Ah, la vie de quartier ! J'avoue que depuis que je suis à la campagne, j'ai un peu oublié ce que c'était la vraie vie de quartier. enfin d'un quartier comme celui que j'ai connu jadis. Avec son magasin Franprix en bas de l'immeuble, qui faisait une avancée sur l'avenue, formant une terrasse que surplombaient les logements d'habitation. C'est là que nous vivions. La vieille voisine du huitième étage y faisait descendre son chat dans un panier relié par une corde à son balcon, et nous admirions la patience de l'animal qui ne s'est jamais sauvé et n'est jamais tombé !
C'est Romain qui le premier avait repéré son manège et avait vendu la mèche. Cette vieille peau sans cesse houspillait les enfants, coupables de jouer dans la cité, de prendre les caniveaux pour des canaux, les pelouses pour des stades et les halls d'immeuble pour des parloirs. cette voisine les avait pris à partie, lui et ses copains, parce qu'il jouaient dans la cour et faisaient trop de bruit. Les enfants ne se plaignaient guère, mais ils se moquaient ouvertement d'elle. C'est ainsi que j'en sus plus et que dorénavant je guettais son manège car j'étais curieuse de voir comment elle opérait, la vieille bique !

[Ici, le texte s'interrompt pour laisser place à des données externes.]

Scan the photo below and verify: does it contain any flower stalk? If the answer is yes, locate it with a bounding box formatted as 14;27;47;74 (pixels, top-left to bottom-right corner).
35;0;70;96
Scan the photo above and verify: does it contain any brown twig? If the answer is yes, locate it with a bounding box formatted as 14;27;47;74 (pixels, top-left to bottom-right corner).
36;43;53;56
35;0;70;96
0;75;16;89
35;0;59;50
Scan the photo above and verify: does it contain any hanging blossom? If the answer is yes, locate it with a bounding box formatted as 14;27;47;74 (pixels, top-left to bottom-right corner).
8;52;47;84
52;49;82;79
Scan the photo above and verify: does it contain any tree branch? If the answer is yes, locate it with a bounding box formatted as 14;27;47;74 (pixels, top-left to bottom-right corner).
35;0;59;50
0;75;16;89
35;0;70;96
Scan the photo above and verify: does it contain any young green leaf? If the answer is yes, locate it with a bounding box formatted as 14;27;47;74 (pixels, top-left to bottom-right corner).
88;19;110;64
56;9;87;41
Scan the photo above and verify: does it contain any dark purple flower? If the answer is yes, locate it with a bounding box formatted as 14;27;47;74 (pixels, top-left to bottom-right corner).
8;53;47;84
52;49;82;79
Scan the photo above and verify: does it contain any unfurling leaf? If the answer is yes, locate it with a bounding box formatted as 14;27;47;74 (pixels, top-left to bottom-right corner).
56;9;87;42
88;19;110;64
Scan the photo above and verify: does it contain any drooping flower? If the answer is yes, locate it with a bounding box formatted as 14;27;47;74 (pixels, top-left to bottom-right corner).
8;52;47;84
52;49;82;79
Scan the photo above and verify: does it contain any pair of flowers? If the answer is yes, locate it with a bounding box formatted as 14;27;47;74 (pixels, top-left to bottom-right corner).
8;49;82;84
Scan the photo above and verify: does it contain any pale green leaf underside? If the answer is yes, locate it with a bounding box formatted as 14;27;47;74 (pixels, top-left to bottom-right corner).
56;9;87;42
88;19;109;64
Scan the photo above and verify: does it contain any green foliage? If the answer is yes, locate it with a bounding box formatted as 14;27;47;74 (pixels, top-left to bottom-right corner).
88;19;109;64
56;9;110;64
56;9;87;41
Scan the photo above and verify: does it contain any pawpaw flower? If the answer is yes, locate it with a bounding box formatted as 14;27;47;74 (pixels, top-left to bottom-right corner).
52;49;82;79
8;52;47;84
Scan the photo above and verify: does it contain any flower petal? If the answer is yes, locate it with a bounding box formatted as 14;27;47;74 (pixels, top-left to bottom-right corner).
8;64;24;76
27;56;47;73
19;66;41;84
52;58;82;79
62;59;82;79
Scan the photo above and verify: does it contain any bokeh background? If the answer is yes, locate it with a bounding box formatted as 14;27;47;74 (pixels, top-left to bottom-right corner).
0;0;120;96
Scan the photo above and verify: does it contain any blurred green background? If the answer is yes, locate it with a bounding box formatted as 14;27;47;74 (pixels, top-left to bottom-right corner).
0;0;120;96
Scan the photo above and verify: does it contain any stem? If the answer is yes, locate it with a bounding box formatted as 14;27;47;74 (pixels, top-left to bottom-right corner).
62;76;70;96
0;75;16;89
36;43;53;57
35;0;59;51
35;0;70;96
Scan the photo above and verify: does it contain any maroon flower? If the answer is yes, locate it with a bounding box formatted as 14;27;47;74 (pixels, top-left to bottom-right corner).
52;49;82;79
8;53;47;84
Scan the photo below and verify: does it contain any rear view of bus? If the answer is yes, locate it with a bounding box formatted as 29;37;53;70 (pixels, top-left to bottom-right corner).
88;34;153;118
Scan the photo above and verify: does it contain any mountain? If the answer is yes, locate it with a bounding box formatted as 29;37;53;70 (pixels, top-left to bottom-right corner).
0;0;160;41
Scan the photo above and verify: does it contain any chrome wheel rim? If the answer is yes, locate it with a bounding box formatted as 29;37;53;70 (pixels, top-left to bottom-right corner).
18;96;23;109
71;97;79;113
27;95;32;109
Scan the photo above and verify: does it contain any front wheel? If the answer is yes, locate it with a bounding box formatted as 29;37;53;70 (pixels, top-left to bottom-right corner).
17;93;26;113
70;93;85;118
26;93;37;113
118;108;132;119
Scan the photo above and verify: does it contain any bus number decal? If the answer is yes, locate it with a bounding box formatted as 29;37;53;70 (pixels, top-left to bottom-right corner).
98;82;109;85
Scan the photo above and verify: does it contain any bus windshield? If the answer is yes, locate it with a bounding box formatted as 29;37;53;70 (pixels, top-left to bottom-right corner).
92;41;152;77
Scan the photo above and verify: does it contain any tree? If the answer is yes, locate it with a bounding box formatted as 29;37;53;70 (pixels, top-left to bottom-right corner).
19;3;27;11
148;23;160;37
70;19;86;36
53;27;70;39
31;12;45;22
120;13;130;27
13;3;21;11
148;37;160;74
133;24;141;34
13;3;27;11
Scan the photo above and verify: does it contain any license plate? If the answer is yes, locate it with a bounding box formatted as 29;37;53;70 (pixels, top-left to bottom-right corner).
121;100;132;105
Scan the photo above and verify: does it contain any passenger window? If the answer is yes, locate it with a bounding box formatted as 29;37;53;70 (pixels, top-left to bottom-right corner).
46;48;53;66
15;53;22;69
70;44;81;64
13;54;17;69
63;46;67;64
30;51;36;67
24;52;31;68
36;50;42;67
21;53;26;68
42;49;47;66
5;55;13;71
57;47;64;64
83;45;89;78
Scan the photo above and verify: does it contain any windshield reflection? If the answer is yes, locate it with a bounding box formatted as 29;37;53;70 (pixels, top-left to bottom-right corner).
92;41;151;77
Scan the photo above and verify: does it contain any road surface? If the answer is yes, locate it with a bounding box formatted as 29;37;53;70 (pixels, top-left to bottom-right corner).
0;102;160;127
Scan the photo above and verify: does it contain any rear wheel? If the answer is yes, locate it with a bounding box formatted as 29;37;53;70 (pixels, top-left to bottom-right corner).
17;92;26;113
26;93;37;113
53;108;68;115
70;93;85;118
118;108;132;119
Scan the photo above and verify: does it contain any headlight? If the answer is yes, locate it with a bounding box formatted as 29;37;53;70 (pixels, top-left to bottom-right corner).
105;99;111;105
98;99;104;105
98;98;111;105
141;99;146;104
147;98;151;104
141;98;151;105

Il y avait aussi la gentille voisine qui habitait juste à côté de chez nous et qui de temps en temps nous conviait à prendre un verre ou un café. Il y avait aussi celle de l'immeuble en face où nous habitions avant. Avant, c'était avant la naissance de la Ponette. Maria qu'elle s'appelait. Elle nous aimait beaucoup. Son chien Tom n'aimait pas rester seul et grattait la porte en aboyant de façon désespérée. Quand la Ponette est née,un samedi matin, c'est Maria qui a gardé Romain. Nous avions, avec cette femme réfugiée de la guerre d'Espagne, de longues conversations sur son passé, sur son présent. Nous avons participé au baptême de son petit fils et fait la fête avec sa famille. Quand nous sommes partis, je crois bien qu'elle a pleuré presque autant que moi. Il y avait encore Madame Travert, c'était son nom, c'est pour ça que ça s'écrit différemment. Elle faisait peur aux enfants, parce qu'elle était différente. Ils l'appelaient "la madame de travers", parce qu'elle était atteinte de la maladie de Parkinson. C'est dur pour un enfant d'entendre certaines choses. A force de patience, j'avais réussi à ce que les miens ne la repoussent pas. Mais je voyais bien dans leur regard qu'ils n'aimaient pas être face à elle. La gêne est toujours là, même quand on appelle à la combattre par la tolérance et le respect. Quand nous avons quitté la ville et ses tours pour venir à la campagne, j'étais loin de me douter de ce qui m'attendait. Je savais que je ne retrouverai jamais ce que je venais de quitter. Je n'étais pas gaie ce premier jour d'aout 1996. Je ne savais pas encore que toute ma vie je regretterai le choix que j'avais fait.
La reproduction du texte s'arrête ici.